Dam this thread is sad.

I'm glad that im not buying a new macbook pro. Solder ram was already 1 problem, but soldered SSD's is the biggest *&^% you that apple could do to its customers.

If your SSD goes bad, you must buy a new logic board, new ram, and new SSD.
If your ram goes bad, you must buy a new logic board, and new SSD, and new ram.
If your logic board goes bad, you must buy a new logic board, new ssd, and new ram.
If your out of warranty, your SOL because it could cost just as much to repair it as it would be to replace it.

Then the other Big Unknown is whether or not apple will allow you to trade in your broken logic board with an upgraded SSD/Ram and get credit for that SSD/Ram allowing you to re-buy the same size SSD/Ram if something goes wrong with 1 of the 3 possible parts that would cripple your computer. Knowing apple they will straight up tell you to re-buy the SSD/RAM upgrade because the SSD/RAM thats on your broken logic board is useless unless its professionally removed and manually installed on other logic boards.

My guess as to why this is happening is because of the m.2 drives that are out. They are becoming really fast (3500mbps now, EVO 960) and users have found a way to stick them in 2015 models and below and Tim cook decided to stop this from happening. Blocks all 3rd party sales, and blocks adapter usage. This also gives apple a monopoly to be able to overcharge users for SSD space. Apple SSD prices are extremely high compared to the regular ssd market.
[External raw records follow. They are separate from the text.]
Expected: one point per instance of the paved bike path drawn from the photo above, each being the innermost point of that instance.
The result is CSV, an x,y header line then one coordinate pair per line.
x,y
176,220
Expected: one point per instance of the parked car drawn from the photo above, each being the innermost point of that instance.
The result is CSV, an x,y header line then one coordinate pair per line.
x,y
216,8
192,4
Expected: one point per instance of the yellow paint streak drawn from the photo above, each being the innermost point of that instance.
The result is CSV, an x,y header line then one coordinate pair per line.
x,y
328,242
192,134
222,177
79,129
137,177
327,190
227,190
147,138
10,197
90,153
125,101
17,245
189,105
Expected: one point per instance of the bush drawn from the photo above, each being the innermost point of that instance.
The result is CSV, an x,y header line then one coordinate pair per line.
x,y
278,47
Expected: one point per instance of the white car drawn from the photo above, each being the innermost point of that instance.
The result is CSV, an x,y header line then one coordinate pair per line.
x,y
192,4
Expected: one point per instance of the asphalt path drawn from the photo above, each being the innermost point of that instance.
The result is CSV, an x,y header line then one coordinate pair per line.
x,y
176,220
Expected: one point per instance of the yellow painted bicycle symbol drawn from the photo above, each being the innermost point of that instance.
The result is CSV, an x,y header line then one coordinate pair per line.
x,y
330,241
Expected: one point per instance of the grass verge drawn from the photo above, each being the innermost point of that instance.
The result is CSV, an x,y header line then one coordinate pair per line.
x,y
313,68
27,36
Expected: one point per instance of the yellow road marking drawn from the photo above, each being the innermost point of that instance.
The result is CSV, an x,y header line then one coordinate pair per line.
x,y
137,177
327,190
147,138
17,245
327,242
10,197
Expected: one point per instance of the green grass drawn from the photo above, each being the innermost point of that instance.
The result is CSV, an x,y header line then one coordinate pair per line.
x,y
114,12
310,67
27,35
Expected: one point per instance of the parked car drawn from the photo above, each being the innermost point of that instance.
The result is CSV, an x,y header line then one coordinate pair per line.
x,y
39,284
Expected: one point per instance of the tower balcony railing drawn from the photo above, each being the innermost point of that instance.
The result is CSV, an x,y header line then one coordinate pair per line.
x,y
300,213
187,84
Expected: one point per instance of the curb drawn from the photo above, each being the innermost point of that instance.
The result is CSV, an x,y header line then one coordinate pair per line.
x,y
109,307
Not only did apple screw up by increasing the prices, but a solder on SSD will be the last straw for alot of people and i truly wouldnt be surprised to see a good amount of new orders get returned solely because of this issue. They are literally turning the macbook pro into an iphone with no user adjust ability options. They really should re-name the computer because a non-up-gradable computer is not a PRO computer but instead an IPAD with a keyboard.
 
You over-estimate the percentage of people who actually upgrade things these days. I know the value of it. In Apple's case they tend to reuse a lot of the design work from the 13" mbp on the mini. Soldered ram means the board doesn't require a socket for it. I suspect this was marginally simpler for Apple, and they didn't care whether anyone could upgrade it later.

Soldering the RAM also ensures it does not pop loose like happened to my 2011 13" RMB.
 
Apple SSD prices are extremely high compared to the regular ssd market.
- While they are higher, they're not extremely so. On the 2016 models, a 256 GB upgrade is $200, while a 512 GB upgrade is $400. A Samsung 950 PRO is right now $185 for 256 GB and $315 for 512 GB on Amazon.